Does ULA useless for home LAN network?

Hi forum!

My home network on the OpenWrt router has only one LAN.
Each device in my network gets:

  1. ipv4 address from DHCPv4 range, e.g.
  2. ipv6 Link-local address automatically generated, e.g. fe80::3cab:1ef3:2158:3ad2
  3. ipv6 GUA address from DHCPv6-PD prefix, e.g. 2001:db80:abcd:1234::567
  4. ipv6 ULA address, e.g. fd27:f9b7:256f:0:82d3:1ef3:f58:e4c25

Everything works fine, but I'm wondering for what purposes the OpenWrt configuration has ULA enabled by default, and if ULA is useless for my network, then maybe I should completely disable ULA with assumption that link-local (fe80::/10) will be enough for internal communication within the LAN?

Research I made:

  • If I ping any device in my network (e.g. ping mypc1), it will ping using link-local address only.
  • From comment: "As per RFC6724, ULA is less preferred than all IPv4 (represented by ::ffff:0:0/96 in the preferences table of every OS). So, if you have IPv4 enabled on a host, it will use IPv4 before any attempt to use ULA (you can try it in your network. Give a host an A and an AAAA record, the latter with a ULA. Then try to connect to it. If IPv4 works, the ULA will never be used."

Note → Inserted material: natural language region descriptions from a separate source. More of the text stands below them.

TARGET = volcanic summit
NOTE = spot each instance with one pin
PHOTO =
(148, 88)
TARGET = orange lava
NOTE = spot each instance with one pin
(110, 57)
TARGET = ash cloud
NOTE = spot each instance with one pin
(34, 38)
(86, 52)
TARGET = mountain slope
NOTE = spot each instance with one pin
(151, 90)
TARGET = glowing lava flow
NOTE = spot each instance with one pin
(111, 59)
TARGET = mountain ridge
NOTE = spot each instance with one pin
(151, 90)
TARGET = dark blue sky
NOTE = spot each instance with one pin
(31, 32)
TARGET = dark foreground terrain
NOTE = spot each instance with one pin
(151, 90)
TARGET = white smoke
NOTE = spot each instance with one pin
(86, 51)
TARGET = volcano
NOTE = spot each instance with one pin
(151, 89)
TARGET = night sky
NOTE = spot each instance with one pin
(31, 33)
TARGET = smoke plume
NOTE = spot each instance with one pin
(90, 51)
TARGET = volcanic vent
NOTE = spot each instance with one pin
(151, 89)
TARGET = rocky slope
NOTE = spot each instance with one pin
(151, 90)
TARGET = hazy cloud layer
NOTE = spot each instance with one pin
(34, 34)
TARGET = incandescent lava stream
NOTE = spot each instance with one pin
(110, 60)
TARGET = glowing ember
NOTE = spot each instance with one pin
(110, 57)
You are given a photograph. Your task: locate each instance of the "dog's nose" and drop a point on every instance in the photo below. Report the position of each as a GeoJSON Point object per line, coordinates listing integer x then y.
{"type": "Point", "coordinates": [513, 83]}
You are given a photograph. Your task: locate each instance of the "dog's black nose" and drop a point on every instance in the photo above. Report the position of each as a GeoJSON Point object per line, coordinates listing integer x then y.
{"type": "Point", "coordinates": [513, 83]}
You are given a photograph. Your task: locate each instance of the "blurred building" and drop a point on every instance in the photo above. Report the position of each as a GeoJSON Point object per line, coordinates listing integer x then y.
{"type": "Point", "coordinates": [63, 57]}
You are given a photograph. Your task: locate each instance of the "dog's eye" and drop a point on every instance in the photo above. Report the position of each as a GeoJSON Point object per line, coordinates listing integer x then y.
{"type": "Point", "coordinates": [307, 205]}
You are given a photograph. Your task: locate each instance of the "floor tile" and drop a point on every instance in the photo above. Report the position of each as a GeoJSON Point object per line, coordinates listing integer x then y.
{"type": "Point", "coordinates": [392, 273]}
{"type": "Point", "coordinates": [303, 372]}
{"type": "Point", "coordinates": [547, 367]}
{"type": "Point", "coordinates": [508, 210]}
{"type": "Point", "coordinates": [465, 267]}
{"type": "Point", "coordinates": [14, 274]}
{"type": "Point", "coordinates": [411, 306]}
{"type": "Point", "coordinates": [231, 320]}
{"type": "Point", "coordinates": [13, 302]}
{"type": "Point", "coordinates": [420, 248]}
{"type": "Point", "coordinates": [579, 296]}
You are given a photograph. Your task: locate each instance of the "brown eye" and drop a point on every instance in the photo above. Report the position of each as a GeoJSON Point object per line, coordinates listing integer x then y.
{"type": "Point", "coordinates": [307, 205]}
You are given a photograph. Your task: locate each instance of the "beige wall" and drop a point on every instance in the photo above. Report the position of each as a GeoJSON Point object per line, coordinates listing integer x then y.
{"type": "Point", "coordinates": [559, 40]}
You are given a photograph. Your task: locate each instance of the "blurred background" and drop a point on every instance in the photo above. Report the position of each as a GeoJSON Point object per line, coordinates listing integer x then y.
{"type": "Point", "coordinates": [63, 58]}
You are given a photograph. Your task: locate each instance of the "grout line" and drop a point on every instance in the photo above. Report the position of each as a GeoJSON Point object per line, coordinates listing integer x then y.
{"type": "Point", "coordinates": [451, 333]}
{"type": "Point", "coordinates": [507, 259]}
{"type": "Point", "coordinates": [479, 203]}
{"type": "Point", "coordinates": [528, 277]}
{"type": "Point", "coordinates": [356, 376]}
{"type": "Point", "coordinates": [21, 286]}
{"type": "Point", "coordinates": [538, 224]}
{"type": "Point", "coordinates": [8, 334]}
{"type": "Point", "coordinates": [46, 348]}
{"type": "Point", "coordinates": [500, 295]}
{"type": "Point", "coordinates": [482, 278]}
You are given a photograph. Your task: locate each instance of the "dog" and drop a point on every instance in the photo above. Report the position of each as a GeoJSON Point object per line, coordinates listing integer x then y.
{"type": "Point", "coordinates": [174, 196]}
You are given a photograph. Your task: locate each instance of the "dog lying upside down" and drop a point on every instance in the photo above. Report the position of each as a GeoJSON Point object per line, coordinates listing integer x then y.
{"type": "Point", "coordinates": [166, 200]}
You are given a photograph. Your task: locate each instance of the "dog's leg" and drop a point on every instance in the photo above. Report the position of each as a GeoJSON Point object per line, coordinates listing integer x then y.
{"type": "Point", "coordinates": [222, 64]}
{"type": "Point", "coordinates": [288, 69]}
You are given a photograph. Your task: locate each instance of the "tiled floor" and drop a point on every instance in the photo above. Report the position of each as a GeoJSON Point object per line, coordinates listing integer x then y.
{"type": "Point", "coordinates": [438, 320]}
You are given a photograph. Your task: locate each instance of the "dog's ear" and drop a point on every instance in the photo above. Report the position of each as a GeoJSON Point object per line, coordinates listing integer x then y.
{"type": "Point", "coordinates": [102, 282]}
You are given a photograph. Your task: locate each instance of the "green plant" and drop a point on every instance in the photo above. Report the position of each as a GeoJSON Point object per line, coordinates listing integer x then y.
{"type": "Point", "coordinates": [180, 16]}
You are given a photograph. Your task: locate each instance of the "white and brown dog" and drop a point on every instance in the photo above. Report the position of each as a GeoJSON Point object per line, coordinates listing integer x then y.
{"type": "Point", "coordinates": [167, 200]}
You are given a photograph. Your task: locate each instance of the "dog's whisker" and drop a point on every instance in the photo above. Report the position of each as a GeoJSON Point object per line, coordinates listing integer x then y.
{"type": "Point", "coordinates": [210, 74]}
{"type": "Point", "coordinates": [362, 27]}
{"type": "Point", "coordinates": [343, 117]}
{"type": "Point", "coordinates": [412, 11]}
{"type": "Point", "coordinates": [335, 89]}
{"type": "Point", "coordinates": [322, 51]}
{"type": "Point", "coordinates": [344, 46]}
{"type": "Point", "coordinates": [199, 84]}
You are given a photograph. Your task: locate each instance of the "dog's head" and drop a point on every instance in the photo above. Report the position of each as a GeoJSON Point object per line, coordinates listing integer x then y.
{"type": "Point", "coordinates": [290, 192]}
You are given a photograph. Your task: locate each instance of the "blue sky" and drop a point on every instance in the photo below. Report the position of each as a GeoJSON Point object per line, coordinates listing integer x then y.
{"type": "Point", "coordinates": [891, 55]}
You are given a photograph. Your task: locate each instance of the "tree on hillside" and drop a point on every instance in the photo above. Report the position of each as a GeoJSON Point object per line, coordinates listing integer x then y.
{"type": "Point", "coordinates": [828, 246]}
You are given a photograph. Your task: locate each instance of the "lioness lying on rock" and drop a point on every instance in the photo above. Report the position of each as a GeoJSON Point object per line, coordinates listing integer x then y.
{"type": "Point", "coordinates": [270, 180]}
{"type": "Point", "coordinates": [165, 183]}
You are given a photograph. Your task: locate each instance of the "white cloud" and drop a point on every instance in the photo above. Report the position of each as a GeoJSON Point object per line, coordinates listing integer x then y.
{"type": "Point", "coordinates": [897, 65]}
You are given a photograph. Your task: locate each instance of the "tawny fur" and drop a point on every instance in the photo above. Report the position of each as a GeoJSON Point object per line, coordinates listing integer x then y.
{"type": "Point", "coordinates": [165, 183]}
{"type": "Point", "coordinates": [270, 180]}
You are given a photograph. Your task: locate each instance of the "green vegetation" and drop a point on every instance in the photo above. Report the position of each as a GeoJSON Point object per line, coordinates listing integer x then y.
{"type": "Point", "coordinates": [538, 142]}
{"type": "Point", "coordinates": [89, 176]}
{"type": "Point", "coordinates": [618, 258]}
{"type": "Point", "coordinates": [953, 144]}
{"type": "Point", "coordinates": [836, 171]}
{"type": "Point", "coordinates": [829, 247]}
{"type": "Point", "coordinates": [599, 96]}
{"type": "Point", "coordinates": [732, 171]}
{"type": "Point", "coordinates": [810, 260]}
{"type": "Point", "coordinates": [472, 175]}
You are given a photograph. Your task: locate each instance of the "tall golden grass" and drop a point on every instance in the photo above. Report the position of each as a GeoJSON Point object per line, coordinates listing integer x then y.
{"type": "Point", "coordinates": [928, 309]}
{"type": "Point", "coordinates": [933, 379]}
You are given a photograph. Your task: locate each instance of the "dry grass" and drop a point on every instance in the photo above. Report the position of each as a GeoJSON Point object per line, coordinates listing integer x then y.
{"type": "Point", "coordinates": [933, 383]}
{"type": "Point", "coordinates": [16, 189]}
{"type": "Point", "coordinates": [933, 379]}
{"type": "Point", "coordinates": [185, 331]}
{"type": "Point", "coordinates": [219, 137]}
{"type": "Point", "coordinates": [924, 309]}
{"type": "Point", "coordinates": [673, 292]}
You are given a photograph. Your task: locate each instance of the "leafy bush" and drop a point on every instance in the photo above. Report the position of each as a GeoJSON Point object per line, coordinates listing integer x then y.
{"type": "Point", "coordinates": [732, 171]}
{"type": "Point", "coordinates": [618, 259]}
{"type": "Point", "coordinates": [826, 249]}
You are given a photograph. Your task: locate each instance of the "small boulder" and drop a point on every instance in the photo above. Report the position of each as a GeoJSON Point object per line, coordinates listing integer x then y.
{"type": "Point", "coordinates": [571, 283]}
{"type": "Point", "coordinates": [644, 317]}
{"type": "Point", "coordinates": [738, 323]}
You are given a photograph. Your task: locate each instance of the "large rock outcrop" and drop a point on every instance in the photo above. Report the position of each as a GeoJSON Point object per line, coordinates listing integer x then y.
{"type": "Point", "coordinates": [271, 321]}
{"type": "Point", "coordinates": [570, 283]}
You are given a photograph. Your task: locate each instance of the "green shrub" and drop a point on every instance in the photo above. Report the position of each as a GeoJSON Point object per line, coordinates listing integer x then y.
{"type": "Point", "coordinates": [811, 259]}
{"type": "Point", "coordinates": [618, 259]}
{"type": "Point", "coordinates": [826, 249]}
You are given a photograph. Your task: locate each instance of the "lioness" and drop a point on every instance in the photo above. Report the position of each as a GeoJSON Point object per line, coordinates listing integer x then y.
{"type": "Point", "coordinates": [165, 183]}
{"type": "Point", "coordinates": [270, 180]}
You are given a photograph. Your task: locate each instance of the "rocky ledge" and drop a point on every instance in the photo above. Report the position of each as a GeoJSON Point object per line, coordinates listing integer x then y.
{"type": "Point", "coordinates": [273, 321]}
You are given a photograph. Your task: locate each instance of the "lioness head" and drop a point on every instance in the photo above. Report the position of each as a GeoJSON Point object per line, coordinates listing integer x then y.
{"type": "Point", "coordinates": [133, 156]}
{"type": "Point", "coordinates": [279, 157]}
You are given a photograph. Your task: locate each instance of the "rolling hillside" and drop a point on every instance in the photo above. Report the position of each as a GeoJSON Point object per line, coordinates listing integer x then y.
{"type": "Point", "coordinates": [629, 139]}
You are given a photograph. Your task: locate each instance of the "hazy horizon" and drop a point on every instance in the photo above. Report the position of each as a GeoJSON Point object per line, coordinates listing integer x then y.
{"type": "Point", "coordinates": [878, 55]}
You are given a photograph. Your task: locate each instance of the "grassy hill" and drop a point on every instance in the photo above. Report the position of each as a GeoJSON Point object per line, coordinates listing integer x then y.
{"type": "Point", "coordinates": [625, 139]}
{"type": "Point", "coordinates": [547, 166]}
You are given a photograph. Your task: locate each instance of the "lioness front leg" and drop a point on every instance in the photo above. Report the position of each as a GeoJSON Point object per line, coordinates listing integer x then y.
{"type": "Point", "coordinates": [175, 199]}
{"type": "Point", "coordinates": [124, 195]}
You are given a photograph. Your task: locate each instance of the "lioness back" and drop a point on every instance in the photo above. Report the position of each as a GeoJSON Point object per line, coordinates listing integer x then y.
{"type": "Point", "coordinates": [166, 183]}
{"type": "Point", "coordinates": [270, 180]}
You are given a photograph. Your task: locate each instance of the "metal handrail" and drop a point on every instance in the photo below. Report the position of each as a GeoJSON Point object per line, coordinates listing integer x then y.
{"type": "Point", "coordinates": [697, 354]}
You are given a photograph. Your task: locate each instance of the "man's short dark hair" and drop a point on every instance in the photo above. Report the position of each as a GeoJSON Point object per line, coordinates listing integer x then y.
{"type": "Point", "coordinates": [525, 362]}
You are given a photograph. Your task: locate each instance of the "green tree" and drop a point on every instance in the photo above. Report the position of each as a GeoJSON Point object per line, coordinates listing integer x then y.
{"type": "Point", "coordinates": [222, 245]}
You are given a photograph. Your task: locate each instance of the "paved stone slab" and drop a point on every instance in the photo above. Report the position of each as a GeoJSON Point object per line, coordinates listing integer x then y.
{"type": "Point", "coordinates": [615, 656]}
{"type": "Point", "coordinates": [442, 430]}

So, does the ULA really useless?
If not, what is the practical application of ULA for a small network if user does not need to do ipv6 traffic routing between sub-networks?

In your specific use case, if you are never doing IPv6 bridging with another network (via VPN network joining or the like), you're right, it's useless in your environment.

1 Like

ULA is roughly an IPv6 equivalent to rfc1918 (e.g. and friends) addresses, it goes beyond link-local addresses (for which you'd have to specify the outgoing interface). If you assume that your internet will never go down (which is wishful thinking to some extent) nor changes prefixes, GUAs might do just as well, but beyond that, ULA addresses keep your LAN working, independent of your WAN connectivity.

While it's possible to disable ULAs and which might be useful in very specific circumstances, I wouldn't recommend doing so - they serve a valid purpose.


Does this statement applicable to IPv6-only networks?
Because as I understand it (please correct me if i'm wrong), if I have enabled both IPv4 and IPv6 in my home network, I can rely on the local IPv4 addresses if for some reason the ipv6 internet (GUA) from my ISP will go down (IPv4 addresses (not ULA) will keep my LAN working, because IPv6 ULA is less preferred than IPv4 as per RFC6724).

So, again, sorry, I'm just asking for the final clarification:

  • IF I have enabled both IPv4 and IPv6 (link-local and GUA) addresses in my home network,
  • AND if I won't do any IPv6 bridging/routing between the networks (e.g. bridging between local LAN, IOT, or Guest networks),
  • AND because ULA is less preferred than all IPv4 addresses as per RFC6724,
  • THEN the ULA can be considered as useless, and the only reason to keep ULA enabled in this home LAN network is <what exactly>?